I asked because `# freebsd-update fetch` do*es* not work. I get a message that FreeBSD-9-stable cannot be found. 

Roelof


----------



## SirDice (May 16, 2012)

With freebsd-update(8) you can only update releases.


----------



## roelof (May 16, 2012)

Therefore I asked if I do rel*e*ng-9.0 I will update to a -release. 

Roelof


----------



## SirDice (May 16, 2012)

If you just want to upgrade to 9.0-RELEASE just use freebsd-update(8). Unless you really want to do the source update. 

RELENG_8_2 = 8.2-RELEASE
RELENG_8   = 8-STABLE
RELENG_9_0 = 9.0-RELEASE
RELENG_9   = 9-STABLE

You should see a pattern emerging here....


----------



## roelof (May 16, 2012)

I always do the source update. So I will do the steps again so I have the -release instead of the -stable.

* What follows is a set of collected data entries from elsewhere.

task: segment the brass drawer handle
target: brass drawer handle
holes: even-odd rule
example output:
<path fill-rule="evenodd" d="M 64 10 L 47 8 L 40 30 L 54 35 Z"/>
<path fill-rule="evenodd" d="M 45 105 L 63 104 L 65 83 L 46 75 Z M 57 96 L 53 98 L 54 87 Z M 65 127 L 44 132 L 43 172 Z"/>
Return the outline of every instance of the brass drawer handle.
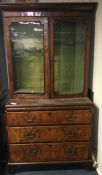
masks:
<path fill-rule="evenodd" d="M 34 114 L 31 114 L 30 112 L 28 112 L 26 115 L 24 115 L 25 122 L 31 123 L 31 122 L 36 121 L 36 119 L 37 119 L 36 116 Z"/>
<path fill-rule="evenodd" d="M 69 121 L 73 121 L 73 120 L 76 119 L 76 115 L 75 115 L 73 112 L 71 112 L 71 113 L 66 113 L 66 114 L 65 114 L 65 118 L 66 118 L 67 120 L 69 120 Z"/>
<path fill-rule="evenodd" d="M 24 137 L 26 138 L 40 137 L 40 132 L 38 130 L 25 131 Z"/>
<path fill-rule="evenodd" d="M 27 156 L 33 157 L 36 156 L 38 153 L 38 149 L 28 149 L 25 151 L 25 154 L 27 154 Z"/>
<path fill-rule="evenodd" d="M 65 156 L 75 156 L 78 155 L 78 151 L 76 148 L 66 148 L 64 149 L 64 155 Z"/>
<path fill-rule="evenodd" d="M 63 129 L 63 133 L 69 137 L 77 137 L 80 135 L 80 133 L 74 129 L 68 129 L 68 130 Z"/>

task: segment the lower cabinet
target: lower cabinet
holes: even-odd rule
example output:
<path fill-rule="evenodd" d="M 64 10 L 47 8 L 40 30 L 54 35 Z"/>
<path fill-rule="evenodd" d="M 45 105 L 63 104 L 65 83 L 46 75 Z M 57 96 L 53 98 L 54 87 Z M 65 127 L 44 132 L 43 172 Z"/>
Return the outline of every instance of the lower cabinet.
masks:
<path fill-rule="evenodd" d="M 38 100 L 39 101 L 39 100 Z M 13 105 L 12 105 L 13 104 Z M 38 105 L 37 105 L 38 104 Z M 8 165 L 91 163 L 93 104 L 12 103 L 7 107 Z M 50 104 L 50 105 L 49 105 Z"/>

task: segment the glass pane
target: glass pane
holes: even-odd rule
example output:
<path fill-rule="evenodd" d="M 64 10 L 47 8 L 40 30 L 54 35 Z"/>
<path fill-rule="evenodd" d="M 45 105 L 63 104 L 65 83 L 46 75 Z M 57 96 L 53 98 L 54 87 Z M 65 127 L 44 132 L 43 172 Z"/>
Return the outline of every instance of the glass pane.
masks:
<path fill-rule="evenodd" d="M 54 25 L 54 92 L 78 94 L 84 88 L 86 26 L 56 21 Z"/>
<path fill-rule="evenodd" d="M 40 22 L 10 25 L 14 90 L 44 93 L 44 26 Z"/>

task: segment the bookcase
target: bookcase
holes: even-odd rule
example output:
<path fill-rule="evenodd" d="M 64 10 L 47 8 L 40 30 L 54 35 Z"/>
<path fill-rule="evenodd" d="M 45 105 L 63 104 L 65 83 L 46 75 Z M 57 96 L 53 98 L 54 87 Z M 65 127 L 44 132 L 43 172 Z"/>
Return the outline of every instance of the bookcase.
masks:
<path fill-rule="evenodd" d="M 96 3 L 2 4 L 8 168 L 92 168 L 88 97 Z M 92 76 L 91 76 L 92 77 Z"/>

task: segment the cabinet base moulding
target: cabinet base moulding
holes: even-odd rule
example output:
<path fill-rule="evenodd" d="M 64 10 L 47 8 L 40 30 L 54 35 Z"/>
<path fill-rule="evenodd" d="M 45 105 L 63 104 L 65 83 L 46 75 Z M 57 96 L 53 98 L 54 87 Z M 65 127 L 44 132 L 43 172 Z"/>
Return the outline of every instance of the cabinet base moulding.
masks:
<path fill-rule="evenodd" d="M 92 160 L 85 161 L 53 161 L 53 162 L 27 162 L 27 163 L 10 163 L 7 165 L 7 172 L 13 174 L 20 171 L 37 171 L 41 170 L 60 170 L 69 168 L 86 168 L 88 171 L 94 169 Z"/>

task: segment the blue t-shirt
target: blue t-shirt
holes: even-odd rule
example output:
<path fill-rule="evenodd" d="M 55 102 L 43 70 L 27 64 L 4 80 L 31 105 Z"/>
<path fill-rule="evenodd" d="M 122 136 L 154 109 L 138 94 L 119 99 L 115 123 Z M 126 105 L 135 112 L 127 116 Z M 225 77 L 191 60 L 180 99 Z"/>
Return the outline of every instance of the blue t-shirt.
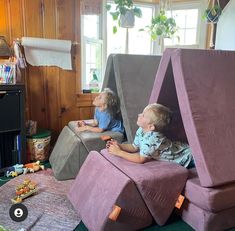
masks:
<path fill-rule="evenodd" d="M 112 118 L 112 116 L 107 110 L 100 111 L 98 108 L 96 108 L 95 119 L 98 122 L 98 127 L 103 129 L 104 131 L 124 133 L 122 121 Z"/>
<path fill-rule="evenodd" d="M 140 155 L 155 160 L 165 160 L 187 167 L 192 160 L 192 153 L 188 144 L 172 142 L 160 132 L 144 132 L 139 128 L 133 145 L 139 149 Z"/>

Thanks for the explanation.

Roelof


----------



## SirDice (May 16, 2012)

You don't have -STABLE, you have 8.2-RELEASE.


----------



## roelof (May 16, 2012)

I have 9-STABLE because I did a source update with RELENG_9 instead of RELENG_9_0

Roelof


----------



## roelof (May 16, 2012)

Another problem. Yesterday I did a source update to 9.0-stable. Today I tried an update to 9.0- release. So I did all the steps again.

But now I'm getting a 'disk full' message when doing this: `# make buildworld kernel KODIR=/boot/testing`

What's the best way to determine where the problem arises? *W*ith *df* I saw that / is full and used for 108%.

Roelof


----------



## SirDice (May 16, 2012)

You probably have a lot of .symbols files in /boot/kernel/ and/or /boot/kernel.old/. They are files used when debugging, you can remove them to make some room.


----------



## roelof (May 16, 2012)

Thanks,

I have now 64% used and I hope it will now be a success.

Roelof


----------



## roelof (May 16, 2012)

Everyone thanks. I now have a good working 9-release box. Now I can work on installing KDE.

Roelof


----------



## roelof (May 21, 2012)

KDE is installed so I close this topic.


----------